While the settling into tried-and-true formula is a little disconcerting,
the formula is tried-and-true for a reason, and Jeunet tackles the
proceedings with giddy abandon. The Alien, after all these years, is still
terrifying, and a new breed that is introduced is no less so. The violence
is appropriately grisly and extreme, and the action set pieces are
suspenseful and exciting, most notably an extended underwater sequence.
The film is absolutely mesmerizing visually, thanks to the solid work done
by production designer Nigel Phelps and cinematographer Darius Khondji.
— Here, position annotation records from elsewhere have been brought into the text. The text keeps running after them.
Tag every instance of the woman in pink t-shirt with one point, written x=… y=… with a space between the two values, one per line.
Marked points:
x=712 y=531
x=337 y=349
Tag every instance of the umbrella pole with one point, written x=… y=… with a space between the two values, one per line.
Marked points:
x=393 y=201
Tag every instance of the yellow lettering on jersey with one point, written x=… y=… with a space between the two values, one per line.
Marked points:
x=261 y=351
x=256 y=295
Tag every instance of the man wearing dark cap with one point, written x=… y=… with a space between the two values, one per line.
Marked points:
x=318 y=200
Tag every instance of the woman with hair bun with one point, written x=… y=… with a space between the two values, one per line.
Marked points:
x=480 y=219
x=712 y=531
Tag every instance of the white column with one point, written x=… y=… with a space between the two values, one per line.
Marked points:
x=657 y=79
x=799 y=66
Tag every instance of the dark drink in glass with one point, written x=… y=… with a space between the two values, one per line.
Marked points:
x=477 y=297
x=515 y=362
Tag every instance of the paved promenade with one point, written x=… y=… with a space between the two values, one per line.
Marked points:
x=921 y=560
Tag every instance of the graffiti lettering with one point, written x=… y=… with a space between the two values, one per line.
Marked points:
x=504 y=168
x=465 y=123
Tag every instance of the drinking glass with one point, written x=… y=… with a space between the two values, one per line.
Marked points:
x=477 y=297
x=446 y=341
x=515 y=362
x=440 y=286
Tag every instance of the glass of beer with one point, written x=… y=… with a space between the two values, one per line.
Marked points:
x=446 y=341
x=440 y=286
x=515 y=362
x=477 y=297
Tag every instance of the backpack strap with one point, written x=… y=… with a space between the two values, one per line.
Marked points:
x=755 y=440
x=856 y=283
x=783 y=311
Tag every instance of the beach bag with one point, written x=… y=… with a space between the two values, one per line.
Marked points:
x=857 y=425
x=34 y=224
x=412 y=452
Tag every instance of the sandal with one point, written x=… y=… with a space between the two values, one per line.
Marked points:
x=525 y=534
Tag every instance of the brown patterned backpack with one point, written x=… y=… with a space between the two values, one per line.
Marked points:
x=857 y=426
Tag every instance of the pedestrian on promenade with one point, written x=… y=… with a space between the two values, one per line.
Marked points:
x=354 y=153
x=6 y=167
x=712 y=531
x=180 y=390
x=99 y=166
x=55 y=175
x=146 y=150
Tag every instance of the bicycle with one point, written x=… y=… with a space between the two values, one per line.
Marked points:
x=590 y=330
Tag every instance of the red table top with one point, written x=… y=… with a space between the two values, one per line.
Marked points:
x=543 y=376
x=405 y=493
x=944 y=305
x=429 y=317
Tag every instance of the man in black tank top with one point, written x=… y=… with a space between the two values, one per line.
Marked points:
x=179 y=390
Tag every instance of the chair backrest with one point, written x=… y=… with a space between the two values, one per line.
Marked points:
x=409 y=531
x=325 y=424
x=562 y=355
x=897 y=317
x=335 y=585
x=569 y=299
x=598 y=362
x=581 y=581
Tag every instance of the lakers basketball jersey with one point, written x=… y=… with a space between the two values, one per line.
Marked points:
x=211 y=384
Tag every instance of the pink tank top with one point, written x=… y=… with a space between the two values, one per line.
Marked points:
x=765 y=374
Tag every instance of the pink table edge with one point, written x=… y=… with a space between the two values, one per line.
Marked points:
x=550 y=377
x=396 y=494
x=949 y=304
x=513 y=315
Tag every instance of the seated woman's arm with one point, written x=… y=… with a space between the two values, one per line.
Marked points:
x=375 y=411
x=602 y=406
As
technically adept as Jeunet's direction is, perhaps his (and, for that
matter, Whedon's) greatest contribution is the infusion of humor into this
notably downbeat and serious series. A sense of humor may seem to go
against everything this horror show stands for, but the self-awareness of
the excess just adds to the fun.
No, Alien Resurrection is not the great film that Ridley Scott's Alien or
the even greater film that James Cameron's Aliens was. But after the
dauntingly slow gloom and doom of Fincher's Alien3, Jeunet's Resurrection
is a welcome return to its roots as a wild, reckless thrill ride. That is
what made the Alien series so popular in the first place, and that is what
will keep the series popular in any future installments.